Helen Mirren: TransatlanticTalent

Every actor dreams of earning the most prestigious award their field has to offer, whether that’s an Academy Award for film, an Emmy Award for television or a Tony Award for theater. British actress Helen Mirren possesses all three.

Growing up in a working-class family in England, the actress was drawn to theater for the imaginative outlet it provided from a young age. Her Russian father and British mother, however, encouraged her to pursue a more “respectable” career path and sent her to a Catholic convent and later a teaching school. Wherever she went, Mirren’s spark for the stage was recognized by her superiors, who prompted her to audition for plays and theatre companies. Eventually, she followed their advice.

Since the beginnings of her career as a stage actress with the Shakespeare Royal Company in the 1960s, Mirren has made a name for herself by portraying strong, sensual and self-assured characters like Cleopatra and Lady Macbeth.
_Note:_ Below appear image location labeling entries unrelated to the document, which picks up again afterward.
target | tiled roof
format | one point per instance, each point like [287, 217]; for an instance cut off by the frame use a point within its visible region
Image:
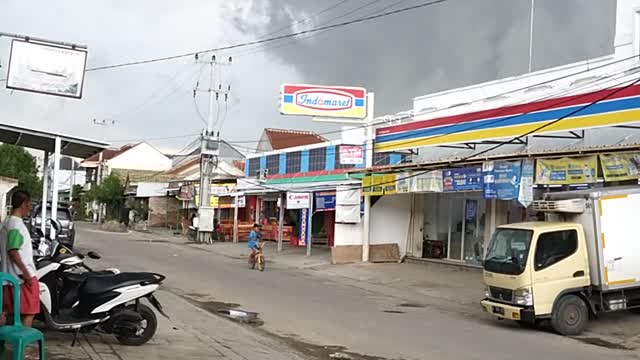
[283, 139]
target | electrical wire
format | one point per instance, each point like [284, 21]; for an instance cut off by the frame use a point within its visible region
[545, 82]
[269, 39]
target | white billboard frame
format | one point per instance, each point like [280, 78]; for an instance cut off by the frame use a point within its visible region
[45, 47]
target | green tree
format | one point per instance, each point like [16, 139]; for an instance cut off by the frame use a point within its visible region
[110, 193]
[17, 163]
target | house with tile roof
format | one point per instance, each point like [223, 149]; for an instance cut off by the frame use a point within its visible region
[278, 139]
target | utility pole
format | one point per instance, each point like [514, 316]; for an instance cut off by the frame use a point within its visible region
[210, 148]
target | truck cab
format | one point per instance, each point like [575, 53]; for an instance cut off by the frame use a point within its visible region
[582, 260]
[530, 266]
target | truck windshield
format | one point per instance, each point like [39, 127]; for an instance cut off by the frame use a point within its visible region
[508, 251]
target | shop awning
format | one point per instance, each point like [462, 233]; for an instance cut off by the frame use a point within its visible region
[45, 141]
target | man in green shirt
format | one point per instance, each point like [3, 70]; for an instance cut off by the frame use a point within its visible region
[17, 258]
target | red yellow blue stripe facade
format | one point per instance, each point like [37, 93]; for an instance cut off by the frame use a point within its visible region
[621, 106]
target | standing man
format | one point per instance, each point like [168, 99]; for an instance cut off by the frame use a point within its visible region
[17, 258]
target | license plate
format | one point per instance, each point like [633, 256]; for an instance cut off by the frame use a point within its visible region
[497, 310]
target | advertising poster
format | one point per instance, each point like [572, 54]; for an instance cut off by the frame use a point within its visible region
[428, 182]
[501, 179]
[525, 195]
[462, 179]
[389, 184]
[325, 201]
[576, 170]
[620, 167]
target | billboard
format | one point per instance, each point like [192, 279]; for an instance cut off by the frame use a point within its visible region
[351, 154]
[46, 69]
[575, 170]
[298, 200]
[323, 101]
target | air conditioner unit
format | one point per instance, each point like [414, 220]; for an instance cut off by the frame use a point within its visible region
[262, 174]
[573, 206]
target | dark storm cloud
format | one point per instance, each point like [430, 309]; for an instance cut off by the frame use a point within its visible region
[457, 43]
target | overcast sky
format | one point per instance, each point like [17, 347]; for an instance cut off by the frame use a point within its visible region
[456, 43]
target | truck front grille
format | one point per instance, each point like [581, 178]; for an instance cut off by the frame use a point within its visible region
[501, 294]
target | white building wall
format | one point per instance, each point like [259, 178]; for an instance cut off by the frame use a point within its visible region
[141, 157]
[347, 234]
[390, 221]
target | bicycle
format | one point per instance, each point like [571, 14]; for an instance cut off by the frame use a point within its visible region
[258, 259]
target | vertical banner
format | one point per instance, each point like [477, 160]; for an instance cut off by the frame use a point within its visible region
[525, 194]
[563, 171]
[620, 167]
[501, 179]
[304, 228]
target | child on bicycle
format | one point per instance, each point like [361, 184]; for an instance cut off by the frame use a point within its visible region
[254, 242]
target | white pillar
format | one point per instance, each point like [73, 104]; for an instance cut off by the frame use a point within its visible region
[56, 180]
[369, 163]
[281, 221]
[45, 192]
[235, 220]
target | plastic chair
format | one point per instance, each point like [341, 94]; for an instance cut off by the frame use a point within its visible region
[16, 334]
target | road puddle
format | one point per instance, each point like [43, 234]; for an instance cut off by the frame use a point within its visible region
[603, 343]
[233, 313]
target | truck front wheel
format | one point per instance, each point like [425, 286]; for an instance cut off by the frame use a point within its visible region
[570, 316]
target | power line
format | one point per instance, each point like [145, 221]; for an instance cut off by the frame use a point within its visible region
[269, 39]
[157, 138]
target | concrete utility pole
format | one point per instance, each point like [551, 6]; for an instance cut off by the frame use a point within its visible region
[210, 148]
[371, 133]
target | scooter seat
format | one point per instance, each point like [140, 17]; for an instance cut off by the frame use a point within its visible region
[103, 284]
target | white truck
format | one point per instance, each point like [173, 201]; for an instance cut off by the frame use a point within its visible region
[584, 259]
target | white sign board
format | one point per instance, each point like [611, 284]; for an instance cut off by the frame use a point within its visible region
[298, 200]
[353, 135]
[351, 155]
[46, 69]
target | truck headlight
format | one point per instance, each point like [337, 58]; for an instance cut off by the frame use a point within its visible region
[523, 296]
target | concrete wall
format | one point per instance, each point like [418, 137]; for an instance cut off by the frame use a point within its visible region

Her confidence and sexuality as a woman have often found her face-to-face with unwarranted sexism, such as in a 1975 interview with talk show host Michael Parkinson in which he comments on her “sluttish eroticism” and asks if her “physical attributes” stand in the way of her success. The actress, however, remains unbothered and unafraid to shoot back as she responds, “I mean, what a crummy performance if people are obsessed with your bosom over anything else.”


For the six decades she’s been acting, she’s continuously resisted all stigmas and expectations imposed on her by men and society while proving just how talented she really is. In 1991, at a time when studios doubted whether a female character could lead a TV show, Mirren wowed audiences with her performance as “Detective Jane Tennison” in the British drama Prime Suspect. Playing the role of a woman fighting off injustices in a male-dominated field, a struggle she herself was enduring, earned the actress three British Academy Film Awards (BAFTA) and two Emmys during the show’s 15 year run.

Seeing how much the industry has changed since then, Mirren is glad to remain an advocate for workplace equality in Hollywood. “There is a pressure mounting behind a dam, and I hope that dam is finally bursting in terms of women directors and women-led dramas,” she told The Hollywood Reporter.

Her depiction of powerful women also extends to her home country’s rich history. A Dame Commander of the British Empire herself, she’s played the parts of both Queen Elizabeth I and Queen Elizabeth II on separate occasions and received an Academy Award for her performance in the 2006 film The Queen about the Royal Family’s response to Princess Diana’s death.

As the years pass, Mirren’s list of award nominations and wins continue to grow. In a 2016 interview with Vanity Fair, she stated that she values her career above motherhood (as she chose to never have children) or a domestic life- and there’s absolutely nothing wrong with that. ““I can watch [a]  film of Ingrid Bergman, [Katherine] Hepburn—you look and say, ‘She was brilliant!’ So I would like people to say that about me,” the actress explained.

These days, the Mirren is dedicated as ever to educating the public and younger generations about the importance of feminism. She appeared in the 2016 Pirelli Calendar in a highly-appraised series of pictures taken by famed photographer Peter Lindbergh. Unedited and untouched, the photos aim to show what real beauty and strength look like, no photoshop needed. Between the seven “current projects”  listed on her website, the actress also found time to give this year’s commencement speech at Tulane University, where she offered students life advice ranging from dealing with bullies to procrastination to tattoos and encouraged them to “be a feminist” regardless of their race or sex.

Now in her 70s, Mirren is a true testament of what it means to lead a trailblazing career while also breaking stereotypes and ignoring the haters: the perfect recipe for finding self-fulfillment and real happiness.